At a duty-free shop, the base cost of this bottle of whisky is 38,750 MNT – almost twice as cheap as the previous sum. This is a highly profitable business for those who trade illegally. It can be seen from the experiences of many countries that higher taxes make illegal trading turnover grow, which in turn increases the crime rate. As there is more illegal supply, customers, including bars, restaurants, stores, and individuals tend to have a stronger interest to buy from unofficial sources rather than going through the official channels.

Law-abiding businesses increasingly run deficits and find less profits when they operate in countries like ours, who are not doing well enough to ensure that laws are followed. At the same time, black markets grow, and the public budget sees less revenue flowing in from excise taxes. It also contributes to poorer quality goods, which can negatively affect people’s health. In other words, when law-abiding businesses, customers, and the government face negative consequences, illegal traders and their corrupt network grow prosperous, taking advantage of taxes on duty-free goods.

Today there is an increasing amount of small-time trade of alcohol and tobacco sold and bought by individuals in European countries. This shows that illegal trade grows when excise taxes are too high. In Mongolia, we are now seeing advertisements on social media and even at entries to apartment blocks that people are selling goods they bought from duty-free shops at a cheaper price.

Excise tax on alcohol and tobacco, and domestic production

The annual increases on excise taxes are not only reducing the amount of imported goods and their tax revenue, but also increasing domestic production of alcoholic beverages.

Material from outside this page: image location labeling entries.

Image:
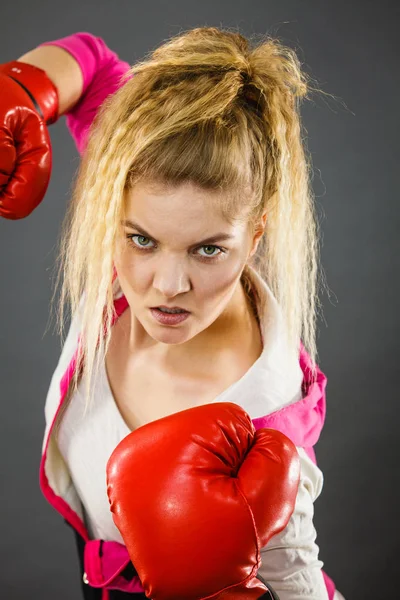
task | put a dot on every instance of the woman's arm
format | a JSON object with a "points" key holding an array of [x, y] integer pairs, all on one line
{"points": [[85, 71], [62, 69], [289, 562], [101, 69]]}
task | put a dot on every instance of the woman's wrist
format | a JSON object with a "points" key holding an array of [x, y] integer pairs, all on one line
{"points": [[62, 69]]}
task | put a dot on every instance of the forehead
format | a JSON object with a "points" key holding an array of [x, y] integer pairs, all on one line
{"points": [[160, 206]]}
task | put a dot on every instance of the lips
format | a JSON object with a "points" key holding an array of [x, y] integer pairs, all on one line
{"points": [[171, 308]]}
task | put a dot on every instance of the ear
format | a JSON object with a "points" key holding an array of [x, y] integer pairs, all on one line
{"points": [[259, 231]]}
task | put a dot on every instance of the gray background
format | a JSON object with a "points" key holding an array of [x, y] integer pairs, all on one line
{"points": [[351, 48]]}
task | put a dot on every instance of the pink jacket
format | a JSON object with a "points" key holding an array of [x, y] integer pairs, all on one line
{"points": [[301, 422]]}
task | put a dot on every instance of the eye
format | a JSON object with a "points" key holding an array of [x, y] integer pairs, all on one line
{"points": [[140, 238], [140, 244], [212, 248]]}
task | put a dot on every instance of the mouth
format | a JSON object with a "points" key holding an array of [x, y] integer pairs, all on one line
{"points": [[171, 310], [169, 318]]}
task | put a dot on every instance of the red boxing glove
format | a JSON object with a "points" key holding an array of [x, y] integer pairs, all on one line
{"points": [[28, 101], [196, 495]]}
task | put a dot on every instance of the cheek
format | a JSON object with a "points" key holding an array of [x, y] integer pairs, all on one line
{"points": [[217, 282], [132, 274]]}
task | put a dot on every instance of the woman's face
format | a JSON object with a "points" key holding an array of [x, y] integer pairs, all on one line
{"points": [[177, 250]]}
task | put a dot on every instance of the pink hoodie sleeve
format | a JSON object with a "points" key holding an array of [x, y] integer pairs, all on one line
{"points": [[102, 70]]}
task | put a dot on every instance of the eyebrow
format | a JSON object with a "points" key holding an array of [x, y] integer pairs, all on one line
{"points": [[215, 238]]}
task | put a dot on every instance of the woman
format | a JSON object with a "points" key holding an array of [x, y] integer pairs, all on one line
{"points": [[193, 193]]}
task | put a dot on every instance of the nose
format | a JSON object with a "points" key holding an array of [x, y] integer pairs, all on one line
{"points": [[171, 278]]}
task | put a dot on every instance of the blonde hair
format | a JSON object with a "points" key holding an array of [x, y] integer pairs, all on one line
{"points": [[208, 108]]}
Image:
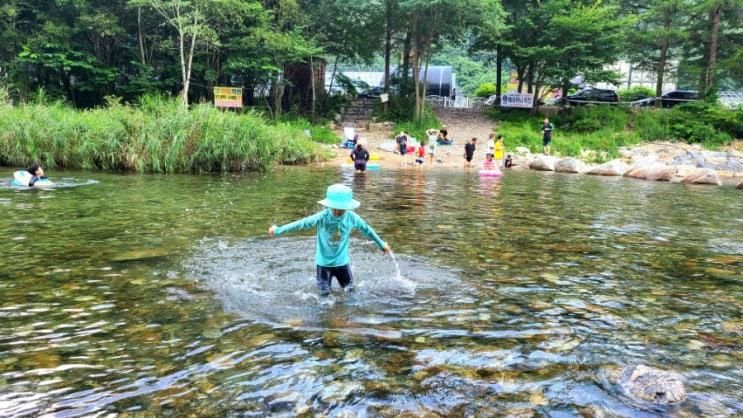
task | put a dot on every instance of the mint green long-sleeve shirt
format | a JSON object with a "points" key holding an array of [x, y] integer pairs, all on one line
{"points": [[333, 235]]}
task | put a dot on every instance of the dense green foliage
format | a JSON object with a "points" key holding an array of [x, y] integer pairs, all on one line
{"points": [[158, 135], [606, 129]]}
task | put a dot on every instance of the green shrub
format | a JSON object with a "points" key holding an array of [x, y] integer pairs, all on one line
{"points": [[592, 118], [485, 90], [635, 93]]}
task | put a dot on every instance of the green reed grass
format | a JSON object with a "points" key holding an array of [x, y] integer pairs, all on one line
{"points": [[158, 135]]}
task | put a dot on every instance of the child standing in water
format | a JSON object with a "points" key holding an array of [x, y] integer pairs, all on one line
{"points": [[420, 155], [334, 225], [500, 150], [469, 152]]}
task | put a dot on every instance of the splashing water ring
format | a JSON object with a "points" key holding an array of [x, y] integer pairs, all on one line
{"points": [[490, 173]]}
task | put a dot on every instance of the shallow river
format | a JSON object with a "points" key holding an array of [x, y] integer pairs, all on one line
{"points": [[160, 295]]}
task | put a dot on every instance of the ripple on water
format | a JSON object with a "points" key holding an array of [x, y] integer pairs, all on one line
{"points": [[272, 281]]}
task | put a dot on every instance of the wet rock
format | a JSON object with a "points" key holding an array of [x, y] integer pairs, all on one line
{"points": [[140, 255], [652, 385], [543, 163], [702, 176], [651, 172], [569, 165], [612, 168], [537, 398]]}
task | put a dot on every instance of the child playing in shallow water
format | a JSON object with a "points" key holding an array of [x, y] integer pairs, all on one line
{"points": [[488, 164], [334, 225]]}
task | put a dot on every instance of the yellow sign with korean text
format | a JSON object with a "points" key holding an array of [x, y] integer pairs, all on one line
{"points": [[228, 97]]}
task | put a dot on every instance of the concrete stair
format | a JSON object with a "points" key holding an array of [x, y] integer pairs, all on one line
{"points": [[358, 113]]}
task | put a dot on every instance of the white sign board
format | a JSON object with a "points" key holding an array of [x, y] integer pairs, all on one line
{"points": [[514, 99]]}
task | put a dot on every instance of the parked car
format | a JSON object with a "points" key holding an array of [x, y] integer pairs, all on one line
{"points": [[593, 95], [670, 99]]}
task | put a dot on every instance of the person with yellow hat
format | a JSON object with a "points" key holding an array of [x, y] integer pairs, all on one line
{"points": [[334, 225]]}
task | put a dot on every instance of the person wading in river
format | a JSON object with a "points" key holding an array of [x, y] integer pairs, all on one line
{"points": [[334, 225], [547, 128]]}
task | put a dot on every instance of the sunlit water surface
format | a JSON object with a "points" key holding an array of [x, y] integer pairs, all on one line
{"points": [[160, 294]]}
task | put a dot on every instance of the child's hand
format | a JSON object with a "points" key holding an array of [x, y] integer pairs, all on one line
{"points": [[386, 249]]}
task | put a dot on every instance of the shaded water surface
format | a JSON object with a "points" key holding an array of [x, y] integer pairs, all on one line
{"points": [[523, 296]]}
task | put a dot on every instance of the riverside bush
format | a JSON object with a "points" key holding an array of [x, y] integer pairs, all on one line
{"points": [[635, 93], [604, 128], [158, 135]]}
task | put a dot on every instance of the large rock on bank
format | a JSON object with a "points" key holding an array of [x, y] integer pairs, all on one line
{"points": [[569, 165], [612, 168], [702, 176], [543, 163], [652, 172], [652, 385]]}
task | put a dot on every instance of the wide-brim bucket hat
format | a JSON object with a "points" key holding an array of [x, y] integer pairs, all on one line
{"points": [[340, 196]]}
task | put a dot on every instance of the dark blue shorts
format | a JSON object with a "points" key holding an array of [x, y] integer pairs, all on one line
{"points": [[325, 277]]}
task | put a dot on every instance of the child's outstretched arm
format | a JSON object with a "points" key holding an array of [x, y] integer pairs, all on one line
{"points": [[300, 225], [362, 226]]}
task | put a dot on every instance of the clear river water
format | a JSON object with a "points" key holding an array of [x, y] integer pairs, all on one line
{"points": [[148, 295]]}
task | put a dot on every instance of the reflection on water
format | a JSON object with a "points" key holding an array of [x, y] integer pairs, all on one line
{"points": [[522, 296]]}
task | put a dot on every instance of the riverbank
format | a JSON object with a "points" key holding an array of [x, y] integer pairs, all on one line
{"points": [[157, 135], [659, 161]]}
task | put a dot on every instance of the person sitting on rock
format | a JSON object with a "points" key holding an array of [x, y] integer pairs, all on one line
{"points": [[360, 157]]}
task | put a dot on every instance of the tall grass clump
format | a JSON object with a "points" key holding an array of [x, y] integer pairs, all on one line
{"points": [[606, 129], [157, 135]]}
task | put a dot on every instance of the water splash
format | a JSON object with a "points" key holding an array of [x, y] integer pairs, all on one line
{"points": [[398, 275], [279, 287]]}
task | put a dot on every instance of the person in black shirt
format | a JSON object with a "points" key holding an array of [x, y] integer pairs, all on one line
{"points": [[547, 128], [402, 145], [443, 138], [469, 152], [360, 156]]}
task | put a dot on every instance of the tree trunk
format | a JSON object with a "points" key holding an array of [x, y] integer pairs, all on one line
{"points": [[425, 85], [498, 73], [387, 50], [565, 88], [278, 94], [312, 86], [332, 77], [708, 77], [416, 82], [405, 77], [661, 72], [520, 75]]}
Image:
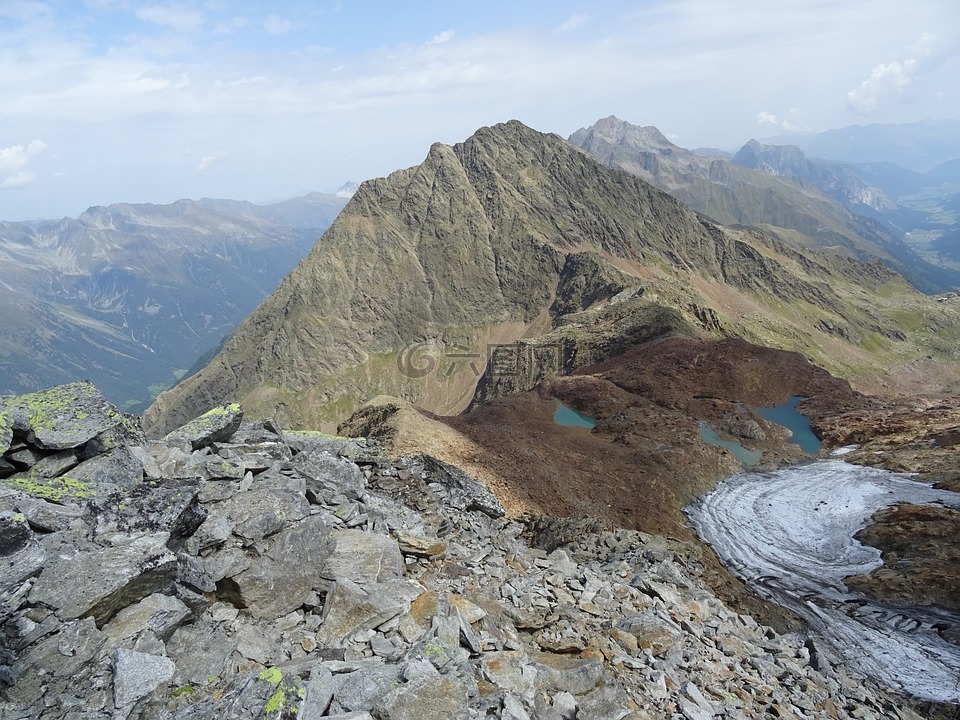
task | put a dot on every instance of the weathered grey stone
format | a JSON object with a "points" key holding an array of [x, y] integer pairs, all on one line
{"points": [[350, 607], [511, 671], [420, 546], [66, 416], [328, 476], [26, 457], [565, 704], [155, 506], [21, 554], [109, 471], [137, 674], [6, 426], [202, 652], [362, 557], [159, 614], [563, 672], [463, 492], [211, 467], [259, 513], [219, 423], [652, 631], [288, 572], [46, 516], [100, 581], [437, 697], [63, 659], [261, 644], [361, 689], [513, 709], [214, 530], [608, 702], [318, 692]]}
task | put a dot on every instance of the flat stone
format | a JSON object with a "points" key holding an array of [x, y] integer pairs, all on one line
{"points": [[607, 702], [350, 607], [66, 416], [160, 614], [98, 582], [437, 697], [63, 659], [328, 476], [360, 690], [21, 554], [217, 424], [463, 492], [562, 672], [137, 674], [202, 652], [511, 671], [284, 577], [364, 558]]}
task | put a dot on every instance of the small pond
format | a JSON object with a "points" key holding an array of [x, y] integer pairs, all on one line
{"points": [[747, 457], [797, 423], [568, 417]]}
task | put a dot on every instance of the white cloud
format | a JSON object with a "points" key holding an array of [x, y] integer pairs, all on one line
{"points": [[14, 164], [178, 17], [885, 86], [211, 161], [889, 83], [276, 25], [441, 38], [788, 123], [572, 23]]}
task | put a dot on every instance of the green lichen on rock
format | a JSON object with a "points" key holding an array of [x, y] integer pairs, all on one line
{"points": [[278, 705], [272, 676], [66, 416], [57, 489], [216, 424]]}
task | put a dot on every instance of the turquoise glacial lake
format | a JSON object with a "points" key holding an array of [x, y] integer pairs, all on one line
{"points": [[785, 415], [568, 417], [709, 436], [797, 423]]}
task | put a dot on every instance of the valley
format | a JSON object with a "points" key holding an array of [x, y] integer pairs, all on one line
{"points": [[521, 347]]}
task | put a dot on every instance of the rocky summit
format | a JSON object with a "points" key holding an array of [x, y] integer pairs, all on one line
{"points": [[514, 240], [236, 570]]}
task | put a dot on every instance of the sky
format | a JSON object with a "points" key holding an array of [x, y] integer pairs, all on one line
{"points": [[106, 101]]}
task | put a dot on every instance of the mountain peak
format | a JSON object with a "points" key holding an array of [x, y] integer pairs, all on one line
{"points": [[619, 132]]}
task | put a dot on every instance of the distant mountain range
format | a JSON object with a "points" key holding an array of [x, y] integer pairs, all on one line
{"points": [[130, 296], [919, 146], [514, 256], [806, 202]]}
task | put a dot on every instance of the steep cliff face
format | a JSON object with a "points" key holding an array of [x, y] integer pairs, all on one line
{"points": [[515, 235]]}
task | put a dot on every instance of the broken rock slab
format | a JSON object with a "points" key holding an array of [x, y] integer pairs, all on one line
{"points": [[215, 425], [137, 674]]}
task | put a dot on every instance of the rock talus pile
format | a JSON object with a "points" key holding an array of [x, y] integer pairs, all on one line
{"points": [[233, 570]]}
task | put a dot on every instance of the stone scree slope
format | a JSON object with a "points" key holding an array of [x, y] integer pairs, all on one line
{"points": [[232, 570]]}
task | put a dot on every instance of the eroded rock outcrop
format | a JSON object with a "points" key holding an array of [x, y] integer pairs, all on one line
{"points": [[328, 580]]}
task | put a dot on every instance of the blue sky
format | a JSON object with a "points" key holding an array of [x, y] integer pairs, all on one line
{"points": [[105, 101]]}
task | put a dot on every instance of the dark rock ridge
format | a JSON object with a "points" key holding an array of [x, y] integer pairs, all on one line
{"points": [[244, 572], [131, 295], [514, 236]]}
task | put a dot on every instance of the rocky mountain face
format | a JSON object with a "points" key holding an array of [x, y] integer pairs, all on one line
{"points": [[811, 204], [236, 570], [515, 256], [131, 295], [834, 179], [916, 146]]}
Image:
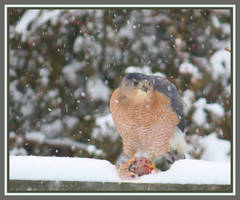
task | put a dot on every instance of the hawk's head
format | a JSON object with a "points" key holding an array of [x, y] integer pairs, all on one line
{"points": [[136, 87]]}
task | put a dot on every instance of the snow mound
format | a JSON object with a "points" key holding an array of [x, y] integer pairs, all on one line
{"points": [[186, 171]]}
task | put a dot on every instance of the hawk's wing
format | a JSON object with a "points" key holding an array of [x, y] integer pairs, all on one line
{"points": [[164, 86]]}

A 2014 report from the World Health Organization ranked Mongolia 83rd out of 191 countries in terms of alcohol consumption per person over 15 years old. This report converts alcoholic beverages into pure alcohol and suggests that the average consumption of a Mongolian is 6.8 liters per annum, emphasizing that 70 per cent of total consumption was traditional and regular vodka.

Mongolia currently has 48 entities that produce vodka and alcoholic beverages. In the last two years, Mongolia’s production and export of beer increased by 8 and 100 per cent respectively, while import and consumption decreased by 60 and 4 per cent. Our wine production increased by 28 per cent, while its import and consumption also saw an increase of 30 and 33 per cent respectively. If you look at vodka, its production, import, and consumption grew by 3, 36, and 4 per cent respectively, but exports reduced by half. The revenue from excise taxes on alcoholic beverages reached 180 billion MNT in 2017, which means a 5 per cent increase from the previous year constituting 3 per cent of total revenue. In short, Mongolians are consuming more vodka as consumption of beer decreases, and the use of wine saw a drastic increase compared to vodka (8 times as much).

Mongolia has been increasingly seeing more alcoholism, crimes, accidents, and adverse health impacts. This shows that there is demand for public awareness work on responsible use, and related measures to be taken with a scientific approach.

In order to stop illegal trading and reduce consumption of alcohol, we should embed a culture of responsible use, raise awareness amongst teenagers, and provide better information including details on specific products and their production process, to the public.

As mentioned above, Mongolia does not have any specific law that regulates the spending of revenue from excise taxes. However, the law against alcoholism states in Clause 9.1 “The state administration center, local government, press, and education and cultural institutions have the duty to raise awareness of alcoholism and its negative consequences.”

The least we can do is to develop regulations so that these organizations receive some funding from the excise tax revenue to fulfill their campaigning duties and to ensure that they are reporting back to the public.